Pat O’Brien cannot believe we made no mention of newsflashes. “No one under 30 will ever understand the dread, anticipation and, yes, excitement that came with the words ‘We interrupt this programme to bring you a newsflash . . .’ Just not the same on Twitter.”
Begging to differ
Maura Bourke disagrees with many of our claims. "I lived, travelled and dined out in the 1980s. I and lots of my friends travelled and hiked in many parts of the world. There were always cheap ways to get there. If you got married in your 20s you were stuck, but if you didn't you could get up and go, just like now.
“On the food issue, I could always get avocados in the late 1970s. They were a great favourite for starters. My mother, in the country, bought a coffee machine in the early 1980s. Less sophisticated than the modern machine, but it brewed beans that were bought in Bewley’s.

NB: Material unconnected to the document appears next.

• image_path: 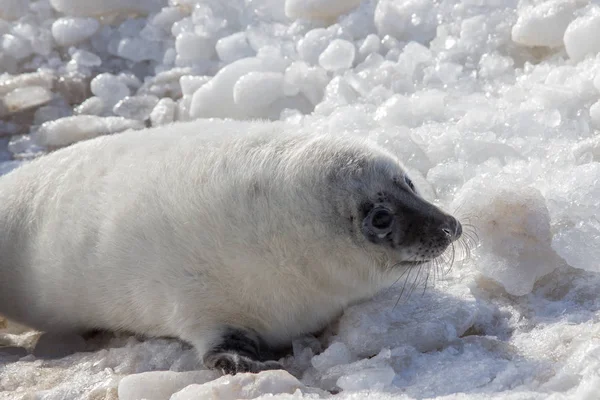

In the mid-1970s I regularly cooked spaghetti Bolognese, as it was cheap. I never used a tin. I had a remote for the TV in 1984. I had Chinese takeaways delivered in the early 1980s. Condoms and the pill were easily available at any family-planning clinic in 1976. I don’t know where you or your family were living in the 1980s.”
Galway city, Maura, where remote controls, avocados and coffee machines were the things of our most fantastical dreams.
Wild couscous chase
And then there is John Caden. His parents had a small grocery shop near Kelly's Corner in Dublin from the 1940s to the 1980s, and he became quite familiar with food trends. "So may I offer some minor corrections to your piece?" he asks.
“First, you were right about couscous. I first came across it in an Algerian cafe on Rue de la Huchette in Paris in 1968. When I got back I went on a mission to get some here. But in vain. One day I saw that an Algerian restaurant was opened on Aungier Street. With great expectations I went in for lunch. No luck. As the young American owner put it, ‘Couscous is as rare in this town as rockin’-horse s**t’.”
Caden goes on. “Wrong about avocados. They arrived in the late 1970s. They were popular for a while, but the problem with them was getting the olive oil for the dressing, so interest kind of drifted away.
"Wrong about dried spaghetti. My parents sold lots of it to the many Nigerian students living around South Circular Road, Rathmines and Harcourt Street. This population disappeared during the Biafran war, when relationships between Ireland and Nigeria soured."
Also wrong about sweet potato. “My folks, who imported Nigerian foods in the 1960s, did quite a good, but customer-specific, trade in yams and sweet potato. This business was also a victim of geopolitics.”